Re: BTScanOpaqueData size slows down tests - Mailing list pgsql-hackers

From Tomas Vondra
Subject Re: BTScanOpaqueData size slows down tests
Date
Msg-id 4434c0a9-4e04-4130-bd88-23619873a48d@vondra.me
Whole thread Raw
In response to Re: BTScanOpaqueData size slows down tests  (Peter Geoghegan <pg@bowt.ie>)
List pgsql-hackers
On 4/2/25 17:45, Peter Geoghegan wrote:
> On Wed, Apr 2, 2025 at 11:36 AM Tom Lane <tgl@sss.pgh.pa.us> wrote:
>> Ouch!  I had no idea it had gotten that big.  Yeah, we ought to
>> do something about that.
> 
> Tomas Vondra talked about this recently, in the context of his work on
> prefetching.
> 

I might have mentioned in the context of index prefetching (because that
has to touch this, naturally), but I actually ran into this when working
on the fast-path locking [1].

[1]
https://www.postgresql.org/message-id/510b887e-c0ce-4a0c-a17a-2c6abb8d9a5c@enterprisedb.com

One of the tests I did was with partitions, and with an index scans on
tiny partitions that got pretty awful simply because of malloc() calls.
The struct exceeds ALLOCSET_SEPARATE_THRESHOLD, so it can't be cached,
and even if it could we would not cache it across scans anyway.

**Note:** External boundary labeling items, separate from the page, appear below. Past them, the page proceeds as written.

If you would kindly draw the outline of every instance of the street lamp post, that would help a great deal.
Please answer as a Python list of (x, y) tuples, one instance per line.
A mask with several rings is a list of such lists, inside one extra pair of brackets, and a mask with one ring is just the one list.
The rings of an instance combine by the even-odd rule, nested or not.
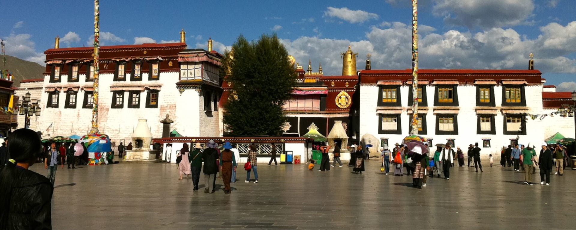
[(24, 128), (30, 128), (30, 117), (40, 115), (40, 99), (36, 103), (31, 103), (30, 92), (26, 92), (22, 98), (22, 104), (20, 105), (20, 114), (24, 116)]

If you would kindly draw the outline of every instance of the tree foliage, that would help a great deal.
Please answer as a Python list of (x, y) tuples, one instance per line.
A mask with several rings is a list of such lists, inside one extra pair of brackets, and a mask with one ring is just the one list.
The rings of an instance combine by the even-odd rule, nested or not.
[(225, 52), (223, 70), (234, 95), (225, 106), (223, 122), (234, 136), (278, 136), (286, 121), (282, 105), (290, 99), (297, 74), (278, 36), (257, 41), (240, 35)]

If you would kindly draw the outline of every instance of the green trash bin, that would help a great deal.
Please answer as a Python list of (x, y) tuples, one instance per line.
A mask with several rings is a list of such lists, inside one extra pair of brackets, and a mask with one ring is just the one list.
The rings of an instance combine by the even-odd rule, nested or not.
[(320, 164), (322, 162), (322, 151), (312, 150), (312, 160), (314, 160), (316, 164)]

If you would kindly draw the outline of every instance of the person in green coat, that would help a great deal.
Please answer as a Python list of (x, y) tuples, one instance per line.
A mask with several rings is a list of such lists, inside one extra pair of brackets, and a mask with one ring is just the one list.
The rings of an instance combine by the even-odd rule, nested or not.
[(198, 190), (198, 182), (200, 181), (200, 172), (202, 169), (202, 145), (196, 143), (194, 145), (194, 150), (188, 155), (188, 160), (190, 162), (190, 169), (192, 171), (192, 182), (194, 185), (194, 191)]

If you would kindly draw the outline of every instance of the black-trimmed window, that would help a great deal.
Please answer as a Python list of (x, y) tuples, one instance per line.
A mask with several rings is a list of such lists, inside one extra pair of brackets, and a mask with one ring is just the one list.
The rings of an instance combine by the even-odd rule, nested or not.
[(204, 111), (212, 112), (212, 92), (210, 90), (204, 91)]
[(504, 134), (526, 135), (526, 118), (521, 114), (504, 114)]
[(146, 108), (158, 108), (158, 90), (148, 90), (146, 97)]
[(126, 80), (126, 63), (125, 62), (119, 62), (116, 63), (113, 80), (115, 81)]
[(496, 123), (494, 122), (494, 115), (478, 115), (477, 134), (496, 134)]
[(379, 134), (402, 134), (400, 114), (380, 114), (378, 124)]
[(92, 109), (94, 107), (94, 92), (92, 91), (84, 91), (84, 101), (82, 103), (82, 108), (84, 109)]
[(503, 86), (502, 87), (503, 106), (525, 106), (526, 93), (524, 86)]
[[(428, 134), (426, 128), (426, 116), (418, 114), (418, 135), (426, 135)], [(408, 114), (408, 132), (412, 132), (412, 114)]]
[(124, 91), (113, 91), (112, 92), (112, 109), (122, 109), (124, 108)]
[(75, 109), (76, 101), (78, 99), (78, 92), (73, 90), (66, 91), (66, 101), (64, 108), (66, 109)]
[(150, 63), (150, 71), (148, 73), (148, 80), (160, 79), (160, 63), (154, 62)]
[(132, 63), (130, 80), (142, 80), (142, 62), (135, 62)]
[(131, 91), (128, 94), (128, 108), (140, 108), (140, 91)]
[(457, 106), (457, 86), (436, 86), (436, 90), (434, 92), (434, 105), (435, 106)]
[(457, 114), (437, 115), (436, 135), (458, 135), (458, 116)]
[(62, 66), (60, 65), (52, 66), (52, 71), (50, 73), (50, 82), (61, 82), (62, 79), (60, 77), (62, 74)]
[(54, 90), (48, 93), (48, 103), (46, 108), (58, 108), (58, 102), (60, 101), (60, 92)]
[(70, 65), (70, 71), (68, 73), (68, 82), (78, 82), (79, 80), (78, 78), (78, 69), (79, 67), (78, 64), (72, 64)]
[(89, 62), (86, 66), (86, 81), (94, 81), (94, 63)]
[(401, 97), (400, 86), (380, 86), (378, 93), (378, 106), (400, 106)]
[[(427, 106), (428, 97), (426, 96), (426, 87), (418, 87), (418, 106)], [(408, 106), (411, 106), (414, 99), (412, 95), (412, 86), (408, 87)]]
[(495, 106), (494, 88), (492, 86), (476, 87), (476, 105), (477, 106)]

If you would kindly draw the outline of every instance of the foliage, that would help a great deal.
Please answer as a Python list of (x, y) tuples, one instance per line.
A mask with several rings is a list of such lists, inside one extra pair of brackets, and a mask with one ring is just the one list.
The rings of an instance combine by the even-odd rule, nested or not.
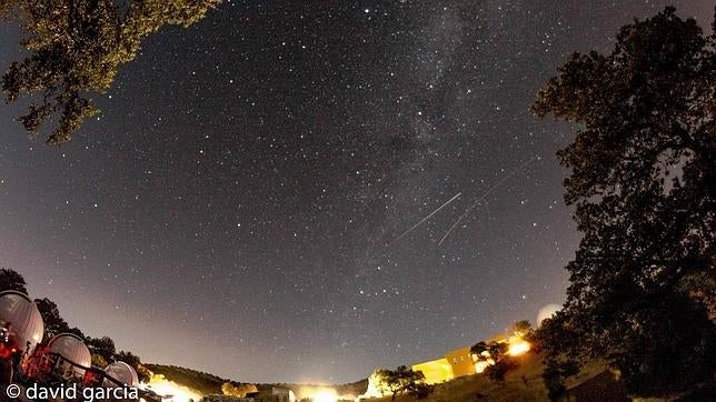
[[(111, 338), (109, 336), (89, 338), (88, 336), (86, 342), (87, 342), (87, 348), (90, 350), (90, 353), (92, 353), (92, 362), (96, 360), (95, 356), (101, 358), (101, 360), (97, 359), (97, 361), (98, 363), (101, 363), (103, 361), (105, 365), (115, 361), (115, 353), (117, 353), (117, 349), (115, 348), (115, 341), (112, 341)], [(97, 365), (100, 365), (100, 364), (97, 364)]]
[(545, 371), (541, 374), (550, 401), (556, 401), (564, 395), (567, 388), (564, 380), (579, 372), (579, 365), (574, 360), (560, 360), (550, 356), (545, 361)]
[(27, 285), (20, 273), (8, 268), (0, 268), (0, 292), (14, 290), (28, 294)]
[(527, 320), (517, 321), (513, 324), (515, 336), (525, 338), (533, 331), (533, 325)]
[(139, 359), (138, 355), (132, 354), (132, 352), (120, 351), (119, 353), (115, 354), (115, 360), (118, 362), (125, 362), (131, 365), (135, 369), (135, 371), (137, 371), (137, 376), (139, 378), (139, 381), (146, 382), (146, 381), (149, 381), (149, 379), (151, 379), (151, 371), (145, 368), (141, 364), (141, 359)]
[(507, 354), (508, 349), (509, 345), (506, 342), (490, 342), (487, 345), (489, 359), (494, 361), (494, 364), (485, 369), (485, 374), (491, 380), (503, 382), (507, 372), (517, 368), (517, 362)]
[[(42, 343), (46, 343), (54, 335), (60, 333), (70, 332), (70, 325), (60, 315), (60, 309), (57, 304), (48, 298), (34, 299), (34, 303), (42, 315), (44, 322), (44, 336)], [(82, 336), (84, 338), (84, 336)]]
[(667, 8), (621, 28), (609, 54), (571, 54), (533, 107), (579, 128), (558, 158), (584, 233), (543, 344), (604, 358), (643, 394), (716, 364), (714, 44)]
[(199, 391), (199, 393), (220, 394), (221, 385), (229, 380), (219, 378), (213, 374), (200, 372), (197, 370), (180, 368), (176, 365), (162, 364), (142, 364), (155, 374), (161, 374), (167, 380), (173, 381), (180, 385), (191, 388)]
[(240, 384), (229, 381), (221, 384), (221, 393), (225, 395), (243, 398), (247, 393), (251, 392), (258, 392), (258, 389), (253, 384)]
[(2, 77), (8, 102), (31, 96), (19, 118), (30, 134), (54, 123), (49, 143), (70, 141), (99, 110), (88, 97), (112, 84), (141, 41), (165, 26), (190, 26), (220, 0), (0, 0), (0, 18), (17, 19), (30, 56)]
[(415, 399), (426, 399), (435, 392), (435, 385), (426, 384), (424, 382), (415, 382), (407, 388), (407, 392)]
[[(410, 392), (421, 392), (418, 390), (417, 384), (425, 380), (421, 371), (412, 371), (405, 365), (399, 365), (396, 370), (378, 370), (377, 375), (380, 378), (381, 391), (391, 393), (390, 400), (395, 400), (396, 395)], [(422, 390), (424, 391), (424, 390)]]

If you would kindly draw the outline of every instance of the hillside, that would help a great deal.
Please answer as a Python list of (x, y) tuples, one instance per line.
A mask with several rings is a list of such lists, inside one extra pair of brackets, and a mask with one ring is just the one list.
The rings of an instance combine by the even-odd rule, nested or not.
[[(505, 381), (495, 382), (483, 374), (475, 374), (437, 384), (435, 392), (425, 399), (426, 402), (464, 402), (464, 401), (547, 401), (547, 389), (541, 379), (544, 356), (527, 353), (516, 358), (519, 366), (508, 372)], [(611, 380), (605, 366), (599, 363), (588, 364), (583, 371), (567, 381), (567, 386), (578, 388), (579, 401), (619, 401), (625, 394)], [(571, 392), (571, 391), (570, 391)], [(574, 393), (571, 393), (575, 395)], [(599, 395), (590, 399), (590, 395)], [(585, 398), (587, 396), (587, 398)], [(375, 400), (389, 402), (390, 398)], [(411, 396), (400, 395), (396, 401), (414, 401)]]
[[(222, 379), (213, 374), (205, 373), (192, 369), (181, 368), (177, 365), (145, 364), (145, 366), (151, 370), (151, 372), (155, 374), (161, 374), (169, 381), (173, 381), (179, 385), (183, 385), (192, 390), (196, 390), (199, 393), (205, 395), (220, 394), (221, 385), (226, 382), (230, 382), (235, 385), (240, 384), (237, 381)], [(287, 388), (294, 391), (296, 395), (300, 398), (300, 395), (302, 393), (306, 393), (307, 390), (320, 389), (320, 388), (325, 388), (326, 385), (294, 384), (294, 383), (271, 383), (271, 384), (257, 383), (256, 386), (258, 388), (259, 391), (270, 390), (272, 386)], [(364, 380), (359, 380), (347, 384), (330, 385), (330, 388), (335, 389), (339, 395), (344, 395), (344, 394), (359, 395), (366, 392), (366, 389), (368, 388), (368, 380), (364, 379)]]

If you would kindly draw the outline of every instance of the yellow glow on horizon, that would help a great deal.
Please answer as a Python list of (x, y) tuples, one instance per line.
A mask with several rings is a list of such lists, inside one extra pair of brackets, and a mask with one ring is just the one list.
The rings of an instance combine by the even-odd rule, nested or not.
[(172, 402), (199, 401), (203, 396), (196, 390), (167, 380), (162, 374), (153, 374), (148, 383), (140, 385), (149, 385), (148, 389), (161, 396), (171, 395), (169, 401)]
[(507, 350), (507, 354), (509, 354), (510, 356), (518, 356), (520, 354), (529, 352), (531, 348), (533, 346), (529, 344), (529, 342), (525, 341), (524, 339), (514, 338), (509, 340), (509, 349)]
[(338, 393), (334, 389), (318, 390), (309, 396), (312, 402), (337, 402)]

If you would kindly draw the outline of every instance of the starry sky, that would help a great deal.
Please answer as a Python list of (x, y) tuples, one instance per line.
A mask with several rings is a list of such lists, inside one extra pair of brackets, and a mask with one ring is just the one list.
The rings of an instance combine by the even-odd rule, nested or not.
[(579, 235), (570, 128), (528, 108), (667, 3), (227, 1), (150, 37), (69, 144), (0, 107), (0, 267), (89, 335), (239, 381), (355, 381), (534, 322)]

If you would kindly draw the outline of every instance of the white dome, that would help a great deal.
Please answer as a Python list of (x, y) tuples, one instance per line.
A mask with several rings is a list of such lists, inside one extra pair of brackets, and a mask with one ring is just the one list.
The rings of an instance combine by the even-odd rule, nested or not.
[[(27, 294), (8, 290), (0, 293), (0, 320), (12, 324), (18, 346), (28, 354), (34, 351), (44, 333), (40, 310)], [(30, 342), (30, 348), (24, 349)]]
[[(112, 363), (105, 368), (105, 372), (112, 379), (129, 386), (137, 386), (139, 384), (139, 376), (137, 376), (137, 372), (131, 365), (125, 362)], [(105, 386), (115, 388), (118, 386), (118, 384), (112, 381), (105, 380)]]
[[(84, 341), (73, 333), (61, 333), (50, 340), (48, 349), (74, 364), (89, 368), (92, 364), (92, 355), (87, 349)], [(84, 370), (73, 368), (77, 375), (84, 375)]]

>>> And/or perhaps we could could allocate BTScanOpaqueData.markPos as a whole
>>> only when mark/restore are used?
>>
>> That'd be an easy way of removing about half of the problem, but
>> 14kB is still too much.  How badly do we need this items array?
>> Couldn't we just reference the on-page items?
> 
> I'm not sure what you mean by that. The whole design of _bt_readpage
> is based on the idea that we read a whole page, in one go. It has to
> batch up the items that are to be returned from the page somewhere.
> The worst case is that there are about 1350 TIDs to return from any
> single page (assuming default BLCKSZ). It's very pessimistic to start
> from the assumption that that worst case will be hit, but I don't see
> a way around doing it at least some of the time.
> 
> The first thing I'd try is some kind of simple dynamic allocation
> scheme, with a small built-in array that avoided any allocation
> penalty in the common case where there weren't too many tuples to
> return from the page.
> 
> The way that we allocate BLCKSZ twice for index-only scans (one for
> so->currTuples, the other for so->markTuples) is also pretty
> inefficient. Especially because any kind of use of mark and restore is
> exceedingly rare.
> 

Yeah, something like this (allocating smaller arrays unless more is
actually needed) would help many common cases.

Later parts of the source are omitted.